Volume 670: debated on Thursday 30 January 2020

The Informal Justice and Home Affairs Council under the Croatian presidency of the Council of the EU took place on 23 and 24 January 2020 in Zagreb.

I represented the UK on Justice Day. My colleague right hon Friend the Minister for Security, attended the meeting for interior day.

Justice day began with a discussion on the future of EU justice and home affairs in the fields of freedom, security and justice, with a focus on the following justice policies: fundamental rights and the rule of law; civil judicial co-operation; judicial training and criminal justice.

Over lunch, Ministers considered the role of the European judicial network in civil and commercial matters, recognising its importance in facilitating judicial co-operation.

Ministers then discussed judicial training. I provided an overview of judicial training in the UK, including the independent role of the judiciary in assessing the required learning and development. I highlighted that our approach to providing training for the judiciary is in accordance with the separation of powers, in that training is under the control of the judiciary and not the Government.

The first agenda item of interior day discussed the future of EU justice and home affairs activity, focusing on the home affairs area.
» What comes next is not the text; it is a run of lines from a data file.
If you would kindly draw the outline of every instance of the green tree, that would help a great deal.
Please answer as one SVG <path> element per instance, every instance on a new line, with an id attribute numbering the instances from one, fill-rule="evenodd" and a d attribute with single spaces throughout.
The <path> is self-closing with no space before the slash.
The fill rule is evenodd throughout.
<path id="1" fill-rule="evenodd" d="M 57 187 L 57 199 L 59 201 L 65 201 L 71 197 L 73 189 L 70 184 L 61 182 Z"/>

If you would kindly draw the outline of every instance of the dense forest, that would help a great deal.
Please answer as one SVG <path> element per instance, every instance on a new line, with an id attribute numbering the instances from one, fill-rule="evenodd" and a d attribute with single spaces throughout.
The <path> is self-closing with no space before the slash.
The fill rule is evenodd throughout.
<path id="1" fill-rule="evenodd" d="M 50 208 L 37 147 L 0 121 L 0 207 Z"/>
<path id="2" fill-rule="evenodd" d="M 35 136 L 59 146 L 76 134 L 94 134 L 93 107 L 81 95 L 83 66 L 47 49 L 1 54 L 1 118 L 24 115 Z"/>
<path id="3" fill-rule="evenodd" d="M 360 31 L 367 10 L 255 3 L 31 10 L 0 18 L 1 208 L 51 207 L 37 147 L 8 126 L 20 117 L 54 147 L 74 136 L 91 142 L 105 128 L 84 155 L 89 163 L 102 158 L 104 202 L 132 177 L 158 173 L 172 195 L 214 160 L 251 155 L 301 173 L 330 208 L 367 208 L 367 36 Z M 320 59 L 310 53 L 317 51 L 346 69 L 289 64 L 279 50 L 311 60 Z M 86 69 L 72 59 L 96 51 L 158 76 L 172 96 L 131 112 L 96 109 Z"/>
The Minister for Security intervened to highlight issues relating to end-to-end encryption, drawing attention to the open letter to Facebook from the Home Secretary.

The Minister for Security also encouraged member states to ensure that the voice of their law enforcement agencies and interior Ministries was heard during discussions on the EU’s negotiating mandate for a future internal security agreement with the UK.

Interior Ministers then discussed implementation of legislation on the interoperability of EU JHA databases.

Over lunch, Ministers discussed tackling organised immigration crime in the western Balkans, including a proposal to create a regional western Balkans system similar to the Eurodac database (which stores fingerprint and biometric data of asylum applicants).

The afternoon session focused on implementation of the European Border and Coast Guard agency, which the UK does not participate in.